Prin returned the smile. “The daughters of a wealthy spice merchant trying to make our way in the business world by him looking for markets to sell and buy his new spices?” She paused, then in a stilted voice, continued as if speaking to a stranger. “In my homeland, we have strange customs, including shaving the heads of young girls. That story will also account for all that we do not know about this place. However, even a land with other customs won’t let an eleven-year-old be on her own.”
“We need to make you thirteen. You’re almost twelve, so that isn’t much of a stretch, and every little bit of difference, every small change helps. Then our story will be almost perfect, but with a few changes. You won’t be on your own because you’re my younger sister. We’ll try to draw all attention to me. I’ll do the talking. And perhaps we’ll even find us a “father.” We just need a man we can trust to play the part.”
Prin added, “Okay, we hint that as a spice merchant, our father is always searching for new products, so we move from city to city. We can also use that story to buy the supplies we need for learning our sorcery, and nobody will suspect. Maybe we can even find a place to do our studies in sorcery.”
Sara said, “The story also gives us a reason to ask any questions without raising suspicions. We’re strangers, and they will be expected of us.”

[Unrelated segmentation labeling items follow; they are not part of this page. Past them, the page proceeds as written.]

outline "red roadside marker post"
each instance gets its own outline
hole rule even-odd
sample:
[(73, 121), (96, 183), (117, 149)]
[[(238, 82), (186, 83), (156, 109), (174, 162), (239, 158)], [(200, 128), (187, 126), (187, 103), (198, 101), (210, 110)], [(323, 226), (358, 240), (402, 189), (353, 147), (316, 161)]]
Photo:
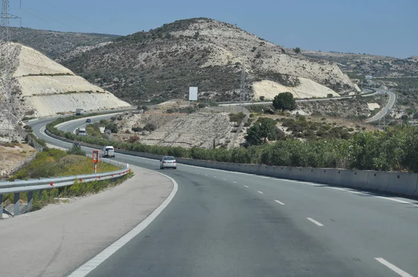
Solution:
[(94, 173), (95, 174), (98, 172), (98, 163), (99, 162), (99, 150), (93, 150), (93, 153), (91, 155), (91, 159), (94, 164)]

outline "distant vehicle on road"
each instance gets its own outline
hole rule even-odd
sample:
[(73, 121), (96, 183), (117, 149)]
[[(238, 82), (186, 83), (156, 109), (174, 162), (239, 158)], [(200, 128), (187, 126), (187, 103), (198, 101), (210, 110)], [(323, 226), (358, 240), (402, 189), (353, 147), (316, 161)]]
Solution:
[(82, 116), (84, 114), (84, 109), (75, 109), (75, 115), (76, 116)]
[(164, 156), (160, 162), (160, 169), (173, 168), (177, 169), (176, 158), (172, 156)]
[(79, 127), (77, 129), (77, 134), (81, 136), (86, 136), (86, 128), (83, 128), (83, 127)]
[(115, 149), (113, 146), (104, 146), (103, 148), (103, 154), (102, 157), (104, 158), (114, 158), (115, 157)]

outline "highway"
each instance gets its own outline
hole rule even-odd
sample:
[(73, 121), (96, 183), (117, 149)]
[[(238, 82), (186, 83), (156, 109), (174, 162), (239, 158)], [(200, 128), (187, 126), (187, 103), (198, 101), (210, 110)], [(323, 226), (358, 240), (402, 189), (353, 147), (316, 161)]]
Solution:
[[(350, 99), (355, 96), (361, 95), (364, 97), (368, 96), (376, 95), (378, 92), (375, 92), (371, 93), (373, 90), (370, 89), (364, 89), (364, 92), (362, 94), (358, 94), (356, 95), (348, 95), (348, 96), (340, 96), (332, 98), (309, 98), (309, 99), (296, 99), (297, 102), (323, 102), (323, 101), (332, 101), (332, 100), (339, 100), (341, 99)], [(268, 105), (271, 104), (272, 102), (245, 102), (245, 103), (235, 103), (235, 102), (219, 102), (219, 106), (251, 106), (251, 105)]]
[(386, 104), (386, 106), (380, 110), (378, 113), (376, 113), (374, 116), (368, 118), (365, 122), (372, 122), (375, 121), (378, 121), (380, 119), (382, 118), (387, 113), (389, 113), (388, 111), (390, 111), (391, 109), (393, 108), (395, 104), (395, 102), (396, 101), (396, 95), (392, 93), (390, 90), (382, 90), (382, 89), (376, 89), (378, 93), (387, 93), (389, 95), (389, 100)]
[[(48, 143), (70, 147), (42, 132), (48, 121), (30, 125)], [(418, 276), (417, 201), (186, 165), (160, 171), (158, 161), (117, 153), (116, 159), (162, 172), (178, 191), (88, 276)]]

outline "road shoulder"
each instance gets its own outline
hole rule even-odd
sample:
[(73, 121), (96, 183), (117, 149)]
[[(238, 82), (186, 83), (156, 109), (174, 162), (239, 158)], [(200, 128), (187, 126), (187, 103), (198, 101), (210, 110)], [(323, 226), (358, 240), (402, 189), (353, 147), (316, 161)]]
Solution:
[(144, 220), (173, 184), (131, 168), (134, 177), (105, 191), (0, 221), (0, 276), (66, 276)]

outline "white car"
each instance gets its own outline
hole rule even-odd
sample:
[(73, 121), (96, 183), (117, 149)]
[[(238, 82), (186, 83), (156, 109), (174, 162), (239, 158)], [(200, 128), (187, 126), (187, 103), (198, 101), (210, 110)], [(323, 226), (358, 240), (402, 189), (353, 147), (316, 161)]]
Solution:
[(160, 169), (164, 168), (177, 169), (177, 162), (176, 158), (172, 156), (164, 156), (160, 162)]

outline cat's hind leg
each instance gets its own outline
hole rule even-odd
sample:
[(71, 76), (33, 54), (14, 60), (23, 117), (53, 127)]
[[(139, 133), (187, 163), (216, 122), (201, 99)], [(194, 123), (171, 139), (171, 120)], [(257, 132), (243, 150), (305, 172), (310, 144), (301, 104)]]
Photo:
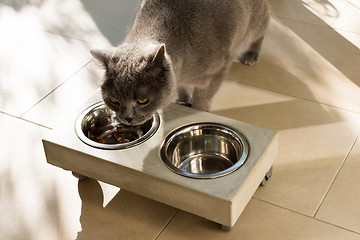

Prin said, “Which ship will we claim as ours?”
“One that departed days ago. We will say that we spent five days traveling to the countryside to visit your aunt who is a hermit, that is why we are walking into the city now. Never tell a lie that can be verified.” Sara shrugged as if her statement was common knowledge.
Prin was glad she’d taken all the coins she had found in her father’s belongings and hid them in the little purse carried inside her waistband. She had never had gold or silver. Or copper, before her father had rescued her a few weeks ago. Now those coins were her future.
More of his things filled the leather bag she carried, one of which was a pair of books she could not read, and a small diary written in his hand. And she also had the large tooth of an unknown animal and a bright little bead, a small red scroll, and the double-edged knife she found. She had strapped the knife to her thigh under her clothing. That accounted for the items she’d found in her father’s secret hiding places in his apartment.
As the slope leading from the mountains flattened, they stayed at the edge of the forest and passed the first farms, then a small village of five buildings clustered at a crossroad. The construction of each roof had a steep peak, enough to provide a small room or two above the ground floor, and the roofs would shed heavy snow in winter.